This invention relates to a refrigeration method and apparatus and is particularly concerned with the liquefaction of a permanent gas, for example nitrogen or methane.
A permanent gas has the property of not being able to be liquefied solely by increasing the pressure of the gas. It is necessary to cool the gas (at pressure) so as to reach a temperature at which the gas can exist in equilibrium with its liquid state.
Conventional processes for liquefying a permanent gas or for cooling it to or below the critical point typically require the gas to be compressed (unless it is already available at a suitably elevated pressure, generally a pressure above 30 atmospheres) and heat exchanged in one or more heat exchangers against at least one relatively low pressure stream of working fluid. At least some of the working fluid is provided at a temperature below the critical temperature of the permanent gas. At least part of each stream of working fluid is typically formed by compressing the working fluid, cooling it in the aforesaid heat exchanger or heat exchangers, and then expanding it with the performance of external work ("work expansion"). The working fluid may itself be taken from the high pressure stream of permanent gas, or the permanent gas may be kept separate from the working fluid, which may nonetheless have the same composition as the permanent gas.
Typically, the liquefied permanent gas is stored or used at a pressure substantially lower than that at which it is taken for isobaric cooling to below its critical temperature. Accordingly, after completing such isobaric cooling, the permanent gas at below its critical temperature is passed through an expansion or throttling valve whereby the pressure to which it is subjected is substantially reduced, and a substantial volume of so called "flash gas" is produced. The expansion is substantially isenthalpic and results in a reduction in the temperature of the liquid being effected. Generally, one or two such expansions are performed to produce flash gas and liquefied permanent gas in equilibrium with its vapour at a storage pressure. Generally, the thermodynamic efficiency of commercial processes for liquefying permanent gas is relatively low and there is ample scope for improving such efficiency. Considerable emphasis in the art has been placed on improving the total efficiency of the process by improving the efficiency of heat exchange in the process. Thus, prior proposals in the art have centred around minimising the temperature difference between the permanent gas stream and the working fluid stream or streams being heat exchanged therewith.

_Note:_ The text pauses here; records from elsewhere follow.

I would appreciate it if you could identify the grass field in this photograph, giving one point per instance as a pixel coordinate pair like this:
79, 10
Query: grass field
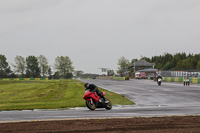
50, 94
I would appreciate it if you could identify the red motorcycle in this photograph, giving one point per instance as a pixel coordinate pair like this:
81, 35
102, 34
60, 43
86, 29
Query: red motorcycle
93, 101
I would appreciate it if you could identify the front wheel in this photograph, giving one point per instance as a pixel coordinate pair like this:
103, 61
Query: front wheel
108, 105
90, 104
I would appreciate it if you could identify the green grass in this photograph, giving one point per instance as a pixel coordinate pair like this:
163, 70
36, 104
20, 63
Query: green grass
51, 94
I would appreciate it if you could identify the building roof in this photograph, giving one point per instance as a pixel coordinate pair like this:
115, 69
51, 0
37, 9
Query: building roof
143, 63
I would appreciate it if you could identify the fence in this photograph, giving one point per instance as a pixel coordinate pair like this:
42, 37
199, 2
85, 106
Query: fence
193, 74
23, 78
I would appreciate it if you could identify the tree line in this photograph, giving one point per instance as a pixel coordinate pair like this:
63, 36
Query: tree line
36, 67
167, 61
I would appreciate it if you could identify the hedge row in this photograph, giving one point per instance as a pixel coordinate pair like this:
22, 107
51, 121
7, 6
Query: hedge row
23, 78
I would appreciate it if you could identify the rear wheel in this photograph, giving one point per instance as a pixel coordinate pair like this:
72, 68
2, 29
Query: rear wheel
90, 104
108, 105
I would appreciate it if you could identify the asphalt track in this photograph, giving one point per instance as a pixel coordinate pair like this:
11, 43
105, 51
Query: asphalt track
170, 99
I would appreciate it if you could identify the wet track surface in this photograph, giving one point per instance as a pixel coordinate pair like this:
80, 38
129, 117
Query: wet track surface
170, 99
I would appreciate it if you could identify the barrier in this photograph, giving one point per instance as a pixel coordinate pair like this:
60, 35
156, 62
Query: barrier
111, 78
20, 79
181, 79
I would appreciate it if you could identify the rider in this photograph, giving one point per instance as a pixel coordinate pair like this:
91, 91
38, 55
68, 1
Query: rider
94, 88
159, 76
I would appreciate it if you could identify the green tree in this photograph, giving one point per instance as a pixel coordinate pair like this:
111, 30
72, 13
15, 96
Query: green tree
32, 67
43, 65
63, 64
4, 67
20, 65
198, 66
50, 73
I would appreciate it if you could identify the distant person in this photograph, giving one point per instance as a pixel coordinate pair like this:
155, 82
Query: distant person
159, 76
94, 88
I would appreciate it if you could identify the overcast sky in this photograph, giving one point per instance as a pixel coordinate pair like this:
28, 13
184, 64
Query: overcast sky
96, 33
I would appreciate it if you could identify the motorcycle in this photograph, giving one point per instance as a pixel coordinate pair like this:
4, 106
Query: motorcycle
159, 81
93, 101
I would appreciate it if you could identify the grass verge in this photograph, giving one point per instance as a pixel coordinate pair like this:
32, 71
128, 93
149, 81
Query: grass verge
51, 94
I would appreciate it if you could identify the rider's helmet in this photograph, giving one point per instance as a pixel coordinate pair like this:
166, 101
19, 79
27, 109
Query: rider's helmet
86, 85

We have now found a way of increasing the efficiency of the isenthalpic expansion stage of the liquefaction process. This increase of efficiency is not merely of intrinsic value: it also enables more favourable conditions to be set for the work expansion (or at least the lower or lowest temperature work expansion) of working fluid and therefore makes it possible to achieve an improvement in the overall thermodynamic efficiency of the liquefaction greater than that achievable for the isenthalpic expansion alone.